Yikes, this is something I should have figured out years ago, but never did. I’m talking about customized views in Windows Event Viewer. Thinking back, I guess I just always filtered on the fly and never bothered to do anything more.
But, today was the day I decided to do some searching to find a way to hone in on a specific faulting application, and be able to keep checking on it.
Background
I run Windows 10 on work and home machines and use WSL2/Terminal/Ubuntu as my main command line environment. Occasionally, my work laptop would reboot on its own overnight. These reboots correlated with wslservice.exe faulting.
I found the correlation in the Application event logs just by searching for errors, like I had always done.
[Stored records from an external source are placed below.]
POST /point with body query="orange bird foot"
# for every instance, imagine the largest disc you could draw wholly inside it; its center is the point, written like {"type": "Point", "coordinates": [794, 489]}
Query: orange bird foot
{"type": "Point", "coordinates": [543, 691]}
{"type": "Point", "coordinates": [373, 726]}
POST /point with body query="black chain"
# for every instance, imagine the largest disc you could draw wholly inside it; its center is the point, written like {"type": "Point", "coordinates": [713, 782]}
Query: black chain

I saw no application fault errors when I initiated a reboot, with or without Ubuntu running, so I figured the service might be the culprit.
Since I had the desire to rebuild my Ubuntu host, I figured I’d just start fresh and learn a bit about building up the command line environment. So, I wiped all the tools from the system and reinstalled them (learned a ton, BTW). Time passed and all was well, for a bit, until I noticed another reboot this morning.
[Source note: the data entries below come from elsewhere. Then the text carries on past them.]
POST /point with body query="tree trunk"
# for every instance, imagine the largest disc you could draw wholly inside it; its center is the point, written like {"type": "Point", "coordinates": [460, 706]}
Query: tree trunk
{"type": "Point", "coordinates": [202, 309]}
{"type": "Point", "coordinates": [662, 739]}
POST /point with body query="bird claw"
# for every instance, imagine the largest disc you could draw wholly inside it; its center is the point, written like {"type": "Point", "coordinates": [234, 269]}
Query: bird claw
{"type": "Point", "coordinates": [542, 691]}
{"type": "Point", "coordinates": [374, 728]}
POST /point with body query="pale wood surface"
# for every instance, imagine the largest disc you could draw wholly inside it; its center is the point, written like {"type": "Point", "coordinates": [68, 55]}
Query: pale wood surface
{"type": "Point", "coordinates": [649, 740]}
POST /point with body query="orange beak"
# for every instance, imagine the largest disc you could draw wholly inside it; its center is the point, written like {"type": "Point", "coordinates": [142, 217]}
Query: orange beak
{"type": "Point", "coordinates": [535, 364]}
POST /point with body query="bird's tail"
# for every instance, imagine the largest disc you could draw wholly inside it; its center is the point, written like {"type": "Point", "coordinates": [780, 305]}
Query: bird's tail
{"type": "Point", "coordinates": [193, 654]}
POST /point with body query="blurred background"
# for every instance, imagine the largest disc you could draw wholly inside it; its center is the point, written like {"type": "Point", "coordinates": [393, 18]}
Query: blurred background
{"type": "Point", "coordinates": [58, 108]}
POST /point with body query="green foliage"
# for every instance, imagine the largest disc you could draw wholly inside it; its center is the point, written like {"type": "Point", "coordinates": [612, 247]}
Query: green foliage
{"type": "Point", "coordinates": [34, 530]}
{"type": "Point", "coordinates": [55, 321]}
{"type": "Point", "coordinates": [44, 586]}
So, I went back to Event Viewer to see if wslservice.exe had faulted again, and thought to myself, “It would be nice if it was easy to find again.”
Old Docs to the Rescue
After a quick search of the internet, I landed here: Microsoft Learn Docs
Using their instructions, I was able to create a custom filter that looks for errors and the exact faulting application name, with the following XPath query:
<QueryList>
<Query Id="0" Path="Application">
<Select Path="Application">
*[System[Provider[@Name='Application Error'] and (Level=2)] and
EventData[Data and (Data='wslservice.exe')]]
</Select>
</Query>
</QueryList>
The first line of the query is to look for events that are errors.
The second line locates the specific string name of the application in the EventData body of the event.